Closed rchan26 closed 1 year ago
To get llama2 working on Mac you need a quantised model ggml-model-q4_0.bin
Two options are to get them directly from Hugging Face - The Bloke (note: you need the q4_0 one) or to get them from Meta and quantise them yourself using llama.cpp.
To quantize yourself:
git clone https://github.com/ggerganov/llama.cpp.git
cd llama.cpp
git checkout b5ffb28 ## <-- in an older version (which I used) you would convert to .bin files
LLAMA_METAL=1 make
python convert-pth-to-ggml.py llama-2-7b-chat/ 1
./quantize llama-2-7b-chat/ggml-model-f16.bin llama-2-7b-chat/ggml-model-q4_0.bin q4_0
Then you should have a ggml-model-q4_0.bin
which you can use on your mac.
There is also llama-cpp-python which is a python binding for llama.cpp so you can do from python script.

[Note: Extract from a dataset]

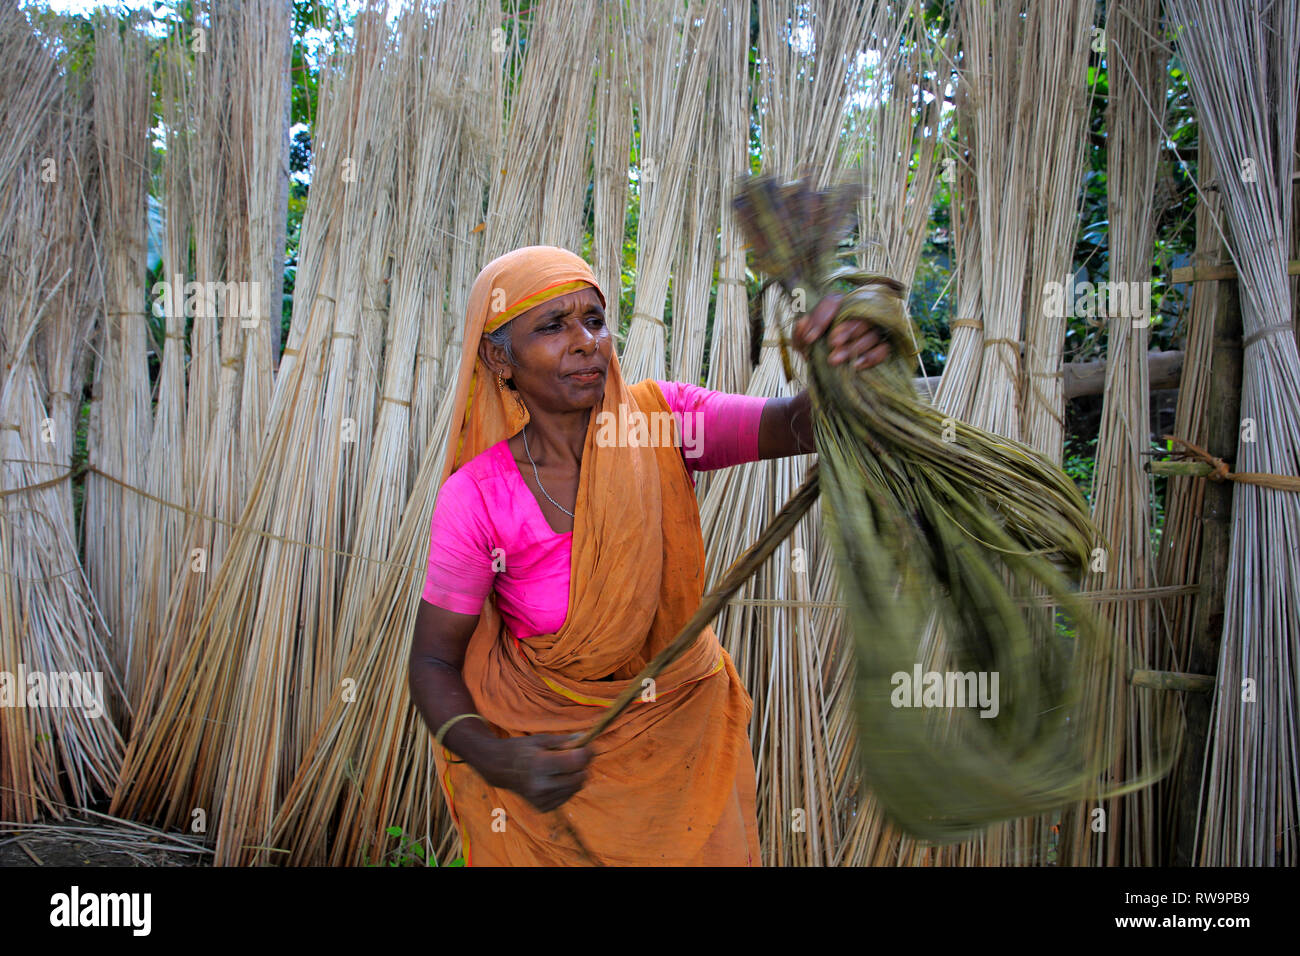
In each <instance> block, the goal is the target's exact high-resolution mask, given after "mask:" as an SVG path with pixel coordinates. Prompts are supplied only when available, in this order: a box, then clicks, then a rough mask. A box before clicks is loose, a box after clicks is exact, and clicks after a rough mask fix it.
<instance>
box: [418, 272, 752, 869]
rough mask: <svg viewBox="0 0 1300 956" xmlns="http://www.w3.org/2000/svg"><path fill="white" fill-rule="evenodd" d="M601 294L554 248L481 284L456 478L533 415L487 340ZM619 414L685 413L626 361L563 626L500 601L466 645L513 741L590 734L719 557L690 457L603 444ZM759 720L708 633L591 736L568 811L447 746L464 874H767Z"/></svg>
mask: <svg viewBox="0 0 1300 956" xmlns="http://www.w3.org/2000/svg"><path fill="white" fill-rule="evenodd" d="M586 285H590V286H593V287H595V289H597V293H598V294H599V286H598V285H597V282H595V277H594V274H593V273H591V271H590V268H589V267H588V265H586V263H584V261H582V259H581V258H578V256H576V255H575V254H572V252H569V251H567V250H563V248H555V247H551V246H529V247H525V248H520V250H515V251H513V252H508V254H506V255H503V256H500V258H499V259H495V260H493V261H491V263H489V264H487V265H486V267H485V268H484V271H482V272H481V273H480V274H478V278H477V280H476V281H474V287H473V290H472V293H471V297H469V308H468V313H467V323H465V336H464V343H465V345H464V354H463V356H461V364H460V376H459V380H458V385H456V392H455V399H454V401H455V402H456V406H455V410H454V412H452V420H451V431H450V433H448V447H447V460H446V464H445V468H443V476H442V479H443V481H445V480H446V479H447V476H448V475H451V472H454V471H455V470H456V468H458V467H460V466H461V464H464V463H465V462H468V460H471V459H472V458H473V457H474V455H477V454H478V453H481V451H484V450H485V449H487V447H490V446H491V445H494V444H497V442H499V441H502V440H504V438H508V437H511V436H512V434H515V433H516V432H519V431H520V429H521V428H523V427H524V424H525V423H526V421H528V412H526V410H525V408H523V407H521V406H520V405H519V402H517V401H516V398H515V393H513V392H510V390H504V392H503V390H500V389H498V388H497V385H495V382H494V380H493V377H491V373H490V371H489V369H487V368H486V365H484V364H482V362H481V360H480V359H478V354H477V352H478V342H480V339H481V337H482V334H484V333H485V332H491V330H494V329H495V328H499V326H500V325H502V324H504V323H506V321H510V320H511V319H513V317H515V316H517V315H520V313H523V312H525V311H528V310H529V308H533V307H534V306H537V304H539V303H542V302H546V300H547V299H551V298H556V297H559V295H564V294H565V293H569V291H575V290H577V289H581V287H584V286H586ZM601 300H602V302H604V297H603V294H601ZM620 403H621V405H624V406H627V411H625V415H627V416H628V419H629V420H634V419H636V416H637V412H643V414H646V415H650V414H653V412H662V414H664V415H668V416H669V418H671V414H669V411H668V405H667V402H666V401H664V397H663V393H662V392H660V390H659V386H658V385H656V384H655V382H654V381H653V380H646V381H642V382H638V384H636V385H632V386H629V385H627V384H625V382H624V381H623V376H621V375H620V372H619V363H617V356H612V358H611V362H610V367H608V372H607V376H606V385H604V394H603V398H602V399H601V401H599V402H598V403H597V406H595V408H593V415H591V419H590V421H589V424H588V432H586V441H585V445H584V450H582V464H581V471H580V477H578V492H577V503H576V507H575V520H573V540H572V575H571V581H569V602H568V617H567V619H565V620H564V624H563V626H562V627H560V630H559V631H556V632H555V633H551V635H538V636H534V637H530V639H529V640H528V641H526V643H525V641H517V640H515V639H513V637H512V636H511V635H510V631H508V628H507V627H506V626H504V624H503V622H502V618H500V615H499V613H498V611H497V607H495V596H494V594H489V597H487V600H486V601H485V602H484V607H482V613H481V615H480V619H478V626H477V628H476V630H474V633H473V636H472V637H471V640H469V646H468V649H467V653H465V662H464V667H463V676H464V680H465V684H467V685H468V688H469V692H471V695H472V697H473V700H474V705H476V708H477V710H478V713H480V714H481V715H482V717H484V718H485V719H486V721H487V722H489V726H490V727H491V728H493V731H494V732H495V734H497V735H498V736H523V735H528V734H575V732H580V731H584V730H586V728H588V727H590V726H591V723H593V722H594V721H595V719H597V717H599V714H601V710H602V709H603V708H606V706H608V704H610V702H612V700H614V698H615V697H617V696H619V693H620V692H621V691H623V689H624V688H627V687H628V684H629V683H630V680H632V678H634V675H636V674H637V672H638V671H640V670H641V669H642V667H643V666H645V663H646V662H647V661H649V659H650V658H651V657H654V656H655V654H656V653H658V652H659V650H660V649H663V648H664V646H667V645H668V644H669V643H671V641H672V639H673V637H675V636H676V633H677V631H679V630H680V628H681V627H682V626H684V624H685V623H686V620H688V619H689V618H690V617H692V614H694V611H695V609H697V607H698V606H699V601H701V597H702V594H703V583H705V546H703V537H702V533H701V528H699V511H698V507H697V505H695V496H694V493H693V490H692V485H690V479H689V476H688V473H686V468H685V464H684V462H682V458H681V451H680V449H679V447H676V446H673V445H660V446H649V445H630V442H628V444H623V445H614V446H610V445H603V444H597V440H595V438H597V431H598V428H597V412H601V411H606V412H610V414H611V415H614V416H615V418H617V415H619V406H620ZM629 434H632V436H633V438H634V437H636V433H634V432H633V431H630V429H629ZM504 559H506V562H507V563H508V561H510V555H508V554H507V555H504ZM751 710H753V701H751V700H750V696H749V693H746V691H745V688H744V687H742V685H741V682H740V676H738V675H737V672H736V667H735V665H733V663H732V659H731V656H729V654H727V652H725V650H723V648H722V645H720V644H719V641H718V636H716V635H715V633H714V631H712V628H711V627H706V628H705V631H703V632H702V633H701V635H699V637H698V639H697V640H695V643H694V644H693V645H692V646H690V649H689V650H688V652H686V653H684V654H682V656H681V657H680V658H679V659H677V661H676V662H675V663H672V665H671V666H669V667H668V669H667V670H666V671H664V672H663V674H660V675H659V678H658V679H656V680H655V682H654V684H653V685H650V687H643V688H641V693H640V695H638V696H637V698H636V701H634V702H633V704H632V705H630V706H629V708H628V709H627V710H625V711H624V713H623V714H621V715H620V717H619V719H617V721H615V722H614V723H612V724H611V726H610V727H608V728H607V730H606V731H604V732H603V734H601V735H599V736H598V737H597V739H595V740H594V741H593V744H591V749H593V752H594V754H595V756H594V757H593V760H591V762H590V765H589V766H588V779H586V783H585V784H584V786H582V788H581V790H580V791H578V792H577V793H575V795H573V796H572V797H571V799H569V800H568V801H565V803H564V804H563V805H562V806H560V808H559V809H556V810H552V812H550V813H542V812H539V810H537V809H534V808H533V806H532V804H529V803H528V801H526V800H525V799H524V797H521V796H519V795H517V793H513V792H511V791H508V790H500V788H497V787H491V786H489V784H487V783H486V782H485V780H484V779H482V778H481V777H480V775H478V774H477V771H474V770H473V769H472V767H471V766H469V765H468V763H455V762H448V758H450V760H455V754H452V753H451V752H450V750H447V749H446V748H437V747H435V748H434V750H435V753H434V760H435V762H437V767H438V779H439V783H441V786H442V790H443V795H445V796H446V799H447V804H448V806H450V808H451V812H452V816H454V818H455V822H456V826H458V829H459V831H460V836H461V842H463V844H464V849H465V860H467V862H468V864H469V865H474V866H478V865H585V864H586V865H589V864H597V865H738V866H744V865H758V864H759V858H758V857H759V847H758V832H757V813H755V805H754V804H755V791H754V761H753V756H751V752H750V747H749V737H748V726H749V718H750V713H751ZM575 836H576V838H577V840H575Z"/></svg>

See #66 for notebooks of how to run llama2 + llama_index.
Nice work @rwood-97! Looks great!
I'm just going to bump up the llama-index
and llama-cpp-python
versions in #66 so that we start using the new model format gguf
rather than ggml
(some info here about the difference between them). It looks like llama.cpp
(and llama-cpp-python
) will only be supporting gguf
in the future, so would be good to try use the latest now and make the change.

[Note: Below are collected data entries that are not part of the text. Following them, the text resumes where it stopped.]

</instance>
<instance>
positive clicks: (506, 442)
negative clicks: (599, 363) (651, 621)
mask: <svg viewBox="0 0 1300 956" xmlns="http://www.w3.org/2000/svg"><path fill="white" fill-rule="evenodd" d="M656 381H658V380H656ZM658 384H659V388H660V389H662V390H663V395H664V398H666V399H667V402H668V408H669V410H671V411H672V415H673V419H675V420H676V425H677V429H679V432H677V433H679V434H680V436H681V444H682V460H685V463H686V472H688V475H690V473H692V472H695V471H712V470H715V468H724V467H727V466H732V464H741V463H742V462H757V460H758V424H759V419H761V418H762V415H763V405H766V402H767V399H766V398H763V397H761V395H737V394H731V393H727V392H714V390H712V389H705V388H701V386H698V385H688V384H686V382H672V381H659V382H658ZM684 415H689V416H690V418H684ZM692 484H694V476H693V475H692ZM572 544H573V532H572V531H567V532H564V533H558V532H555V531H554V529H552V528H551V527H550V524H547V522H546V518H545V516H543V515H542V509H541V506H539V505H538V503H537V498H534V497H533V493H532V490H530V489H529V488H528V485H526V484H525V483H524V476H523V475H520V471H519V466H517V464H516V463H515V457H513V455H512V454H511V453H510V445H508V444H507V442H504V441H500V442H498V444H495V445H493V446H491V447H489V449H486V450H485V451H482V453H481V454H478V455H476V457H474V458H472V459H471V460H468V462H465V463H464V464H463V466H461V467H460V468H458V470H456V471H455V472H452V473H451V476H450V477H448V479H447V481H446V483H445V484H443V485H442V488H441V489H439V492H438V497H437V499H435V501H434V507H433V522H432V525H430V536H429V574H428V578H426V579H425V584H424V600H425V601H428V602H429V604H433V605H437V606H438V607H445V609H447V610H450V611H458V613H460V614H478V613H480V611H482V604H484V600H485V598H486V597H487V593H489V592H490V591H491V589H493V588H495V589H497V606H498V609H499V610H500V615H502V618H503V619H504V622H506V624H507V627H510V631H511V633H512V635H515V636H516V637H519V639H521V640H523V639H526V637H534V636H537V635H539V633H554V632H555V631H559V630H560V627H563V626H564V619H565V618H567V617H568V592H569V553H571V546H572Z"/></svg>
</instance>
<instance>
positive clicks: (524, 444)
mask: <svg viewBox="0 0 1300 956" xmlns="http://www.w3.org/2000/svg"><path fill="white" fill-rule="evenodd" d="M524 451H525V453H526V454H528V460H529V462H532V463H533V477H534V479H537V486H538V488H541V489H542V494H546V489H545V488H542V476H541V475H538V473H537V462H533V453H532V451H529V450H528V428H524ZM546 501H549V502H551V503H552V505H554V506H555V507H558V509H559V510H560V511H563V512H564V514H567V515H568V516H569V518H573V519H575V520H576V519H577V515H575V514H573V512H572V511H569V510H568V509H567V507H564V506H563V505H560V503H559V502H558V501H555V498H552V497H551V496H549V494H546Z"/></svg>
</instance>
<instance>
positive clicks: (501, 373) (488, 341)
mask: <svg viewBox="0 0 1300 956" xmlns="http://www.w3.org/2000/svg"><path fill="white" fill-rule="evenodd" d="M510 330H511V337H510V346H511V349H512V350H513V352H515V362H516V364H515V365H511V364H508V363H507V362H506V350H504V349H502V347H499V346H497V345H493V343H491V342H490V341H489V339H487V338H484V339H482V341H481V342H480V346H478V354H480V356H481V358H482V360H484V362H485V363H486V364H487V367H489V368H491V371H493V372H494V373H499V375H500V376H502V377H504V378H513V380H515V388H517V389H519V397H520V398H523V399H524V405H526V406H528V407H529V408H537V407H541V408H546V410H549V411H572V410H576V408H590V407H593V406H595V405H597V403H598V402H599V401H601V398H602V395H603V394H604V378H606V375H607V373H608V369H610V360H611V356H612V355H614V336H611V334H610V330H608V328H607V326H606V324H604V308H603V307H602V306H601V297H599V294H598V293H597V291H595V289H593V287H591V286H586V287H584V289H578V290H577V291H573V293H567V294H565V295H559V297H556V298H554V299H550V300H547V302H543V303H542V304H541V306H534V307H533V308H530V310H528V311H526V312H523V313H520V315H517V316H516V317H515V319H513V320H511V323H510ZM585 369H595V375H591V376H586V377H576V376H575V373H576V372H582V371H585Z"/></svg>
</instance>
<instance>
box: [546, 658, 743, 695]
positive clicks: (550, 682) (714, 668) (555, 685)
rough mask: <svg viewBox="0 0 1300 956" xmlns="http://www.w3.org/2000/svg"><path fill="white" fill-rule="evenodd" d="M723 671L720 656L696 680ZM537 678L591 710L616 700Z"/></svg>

I think the main changes we need to do now are to convert any ggml
files we are currently using (e.g. any that we use from TheBloke, or any we create using llama.cpp
). We can use the convert-llama-ggmlv3-to-gguf.py
script from the llama.cpp
repo. I hope from there, it's relatively straightforward after that to change the notebook examples we have here to work with gguf
files.
I've just merged my branch into yours which uses the latest llama-index and llama-cpp-python.

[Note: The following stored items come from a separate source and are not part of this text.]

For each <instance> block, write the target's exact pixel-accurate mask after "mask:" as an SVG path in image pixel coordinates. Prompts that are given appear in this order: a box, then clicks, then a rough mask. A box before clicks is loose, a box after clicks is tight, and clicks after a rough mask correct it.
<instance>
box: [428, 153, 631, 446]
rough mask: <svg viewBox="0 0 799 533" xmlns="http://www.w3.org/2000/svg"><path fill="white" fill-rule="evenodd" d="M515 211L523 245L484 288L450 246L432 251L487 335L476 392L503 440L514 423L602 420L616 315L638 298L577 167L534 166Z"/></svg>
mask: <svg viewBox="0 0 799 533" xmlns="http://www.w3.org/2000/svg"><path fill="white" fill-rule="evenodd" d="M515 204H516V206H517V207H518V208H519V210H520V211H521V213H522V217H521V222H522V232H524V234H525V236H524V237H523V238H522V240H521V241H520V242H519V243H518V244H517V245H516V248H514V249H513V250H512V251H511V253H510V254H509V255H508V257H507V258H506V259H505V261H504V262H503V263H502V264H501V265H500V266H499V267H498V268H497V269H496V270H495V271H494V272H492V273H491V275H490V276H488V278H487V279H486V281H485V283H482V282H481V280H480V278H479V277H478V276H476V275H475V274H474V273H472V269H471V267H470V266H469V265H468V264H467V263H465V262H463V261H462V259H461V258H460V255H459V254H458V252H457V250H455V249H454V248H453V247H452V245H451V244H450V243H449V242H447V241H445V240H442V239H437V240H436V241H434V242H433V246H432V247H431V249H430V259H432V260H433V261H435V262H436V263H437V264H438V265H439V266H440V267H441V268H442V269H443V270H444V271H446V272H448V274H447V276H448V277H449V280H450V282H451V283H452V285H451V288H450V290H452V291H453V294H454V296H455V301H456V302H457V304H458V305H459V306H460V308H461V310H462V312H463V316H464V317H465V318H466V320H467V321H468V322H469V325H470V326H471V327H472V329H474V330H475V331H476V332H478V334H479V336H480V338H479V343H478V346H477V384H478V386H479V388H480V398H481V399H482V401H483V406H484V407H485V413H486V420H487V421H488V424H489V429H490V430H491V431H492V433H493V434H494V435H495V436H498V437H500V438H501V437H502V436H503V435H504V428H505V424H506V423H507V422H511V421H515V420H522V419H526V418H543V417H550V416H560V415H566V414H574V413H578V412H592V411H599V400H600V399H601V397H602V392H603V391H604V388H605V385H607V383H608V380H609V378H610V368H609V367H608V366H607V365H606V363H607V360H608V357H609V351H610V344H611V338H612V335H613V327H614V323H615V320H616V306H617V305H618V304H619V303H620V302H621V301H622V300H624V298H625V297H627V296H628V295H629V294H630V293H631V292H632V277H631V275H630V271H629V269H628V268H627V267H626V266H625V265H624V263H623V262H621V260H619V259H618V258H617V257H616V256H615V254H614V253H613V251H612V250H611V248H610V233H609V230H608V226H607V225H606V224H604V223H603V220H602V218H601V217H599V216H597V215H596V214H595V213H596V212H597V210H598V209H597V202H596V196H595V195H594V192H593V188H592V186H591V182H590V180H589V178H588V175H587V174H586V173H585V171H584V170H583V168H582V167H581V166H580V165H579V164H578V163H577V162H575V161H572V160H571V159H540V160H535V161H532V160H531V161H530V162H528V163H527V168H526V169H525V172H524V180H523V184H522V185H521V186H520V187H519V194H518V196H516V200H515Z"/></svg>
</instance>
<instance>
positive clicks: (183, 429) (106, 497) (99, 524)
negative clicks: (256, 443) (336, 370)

We've figured out how to use llama-cpp-python
with llama-index to work with quantized versions of Meta's Llama chat models. Lead to a contribution of the documentation in llama-index regarding using LlamaCPP: https://github.com/jerryjliu/llama_index/pull/7616
Work pretty well and possible to run locally on our machines: a 6-bit version of Llama-2-7b-Chat-GGUF requires around 8GB whilst a 6-bit version of Llama-2-13B-chat-GGUF requires about 13GB. The largest Llama-2-70B-chat-GGUF model requires about 60GB for 6-bit and 75GB for 8-bit.
The llama-index model currently uses chatgpt-3.5 via the OpenAI API. We would like to replace this with an open-source model, like falcon, or llama2.